I’ve been pretty busy recently and haven’t much been keeping up with what’s been going on with mozblogger, but it looks like Mike‘s been doing a lot of work. There’s now a second pane and a clipboard and some still-beta dragging stuff. I think there are some interface issues because there are some things I just can’t figure out (like textarea wrapping?).

Doing some skimming/catchup recently. Some interesting stuff:

Two lessons learned from a pit-stop at the McDonald’s on the road home. 1) While chocolate dipped ice cream cones sound good in theory, in practice, the warm chocolate will cause your soft-serve to start melting and leaking almost immediately. 2) While it may be possible to delude oneself into believing that french fries are a “soft” food that doesn’t require chewing, this is not the case. Chewing is bad, chewing means pain.

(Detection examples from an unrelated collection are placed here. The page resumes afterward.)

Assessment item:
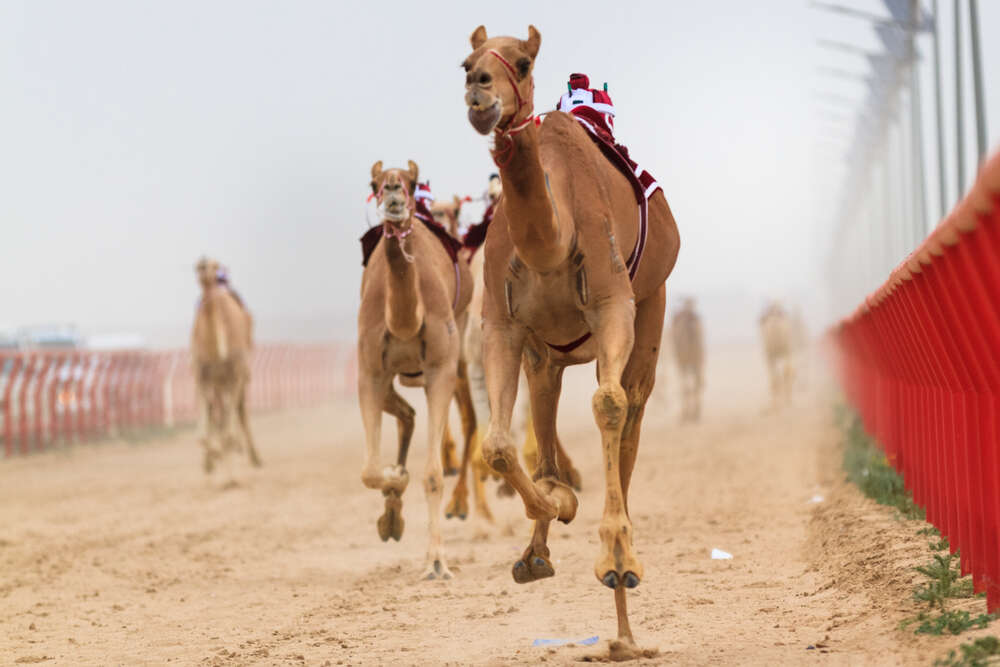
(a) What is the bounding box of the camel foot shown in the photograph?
[594,517,643,589]
[510,546,556,584]
[420,558,453,581]
[444,484,469,521]
[497,480,517,498]
[528,477,580,523]
[376,491,406,542]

Click to edit me if you’re in IE5+. — Inspired by the K5 additions and impending deadlines, I’ve whipped up a little real-time editing / innerHTML test.

It’s literally two lines of code, one to make the text editable and one to grab the value (and presumably post it through an iframe).

Of course, Mozilla barely has a working textarea, so we’re not even going to talk about ranging or inline editing ability there. > Earlier post on same subject.

Was thinking a bit more about dynamic thread loading, and it seems to me that for a site like K5, it should be the preferred display method and the default if the browser supports it.

  • Minimizes transmission; only transfers what’s requested, when it’s requested w/o extra page wrapping data
  • Gives the additional information on reader interest that threaded mode does (extra posts are requested) without the annoying page refresh. Can be used to more accurate collaborative filtering, still more efficient than sending all posts nested or flat
  • Virtually insures focus for inline loading of alerts and ads. This obviously could be used for good or evil.

Some other improvements on dynamic loading could be inserting inline loading algorithms to do preload based on hover/focus activity (or in K5’s case, the inevitable ‘dynamic’ moderation)

(can be expanded w/ inline loading algorithms based on focus, etc.).